I am actually thinking of cleaning the tires then putting G techniq C1 on them as a foundation and after six hours of curing, topping with three coats of GLARE Supple X or Gloss it TRV and STG

even if the gel fades off, the C1 should stop the tyres from ever going brown


----------



## RaceGlazer (Jan 10, 2007)

As promised, pictures before and after use of Race Glaze Whitewall Tyre Cleanser - when I do the other side I'll take some pictures of the brown foam that comes off.


----------



## Russ and his BM (Jan 1, 2008)

I use TX extreme nano tyre gel, an dit seems to stick around for at least 2 weeks or so. Definately unfashionable, but it does seem to work....


----------



## dizzydiesel (Aug 12, 2008)

I use Poorboys Bold N Bright.....I must admit - I don't really like it. Maybe its the applicator I have, but it seems to take litres of the stuff to cover 1 tyre and doesn't last long in the rain.
(probably works better in a dryer climate)


----------



## VIPER (May 30, 2007)

I'm still loving CG's New Look after about a year and half of using it (still the same bottle btw.).
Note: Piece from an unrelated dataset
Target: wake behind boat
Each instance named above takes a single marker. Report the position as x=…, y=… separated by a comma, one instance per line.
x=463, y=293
I actually took a couple of pics of it yesterday to keep in my photobucket account for use when anybody asks about how it looks on here.

This is applied to the tyre with a piece of sponge cut into a 'cube', left for about 15 mins and then lightly buffed over with an MF cloth.


----------



## DE 1981 (Aug 17, 2007)

Swissvax pneu i find works well.


----------



## Summit Detailing (Oct 9, 2006)

I've been through a few tyre dressings:-
Megs Endurance leaves a very glossy looking tyre but doesn't last very long IME.

CG New Look Trim Gel leaves a darker, wetter looking tyre and seems to benefit from a 2nd application.

Blackfire Gel I found to be a good allrounder..nice to use, good finish, and decent durability - but expensive.

AG #5 is probably the one if you like a matt looking tyre..of which I personally don't see the point & it doesn't last long either.

Zaino Z16 is my current favourite...super durability, looks superb (in my eyes) especially if you apply a 2nd layer. Price again being a minus point & I don't find it as easy to use as the gel types above.


----------



## ross-1888 (Feb 22, 2009)

yeah its got to be cg new look stuff david g sold me at the scottish meet ive been using it ever since looks great and lasts for bloody ages when you put it on clean tyres and plastics etc


----------



## Rowan83 (Aug 21, 2007)

I am using Megs Endurance at the moment and it really does last ages on a well cleaned tyre! Looks great too!

I used Megs use Hot Shine before this one.


----------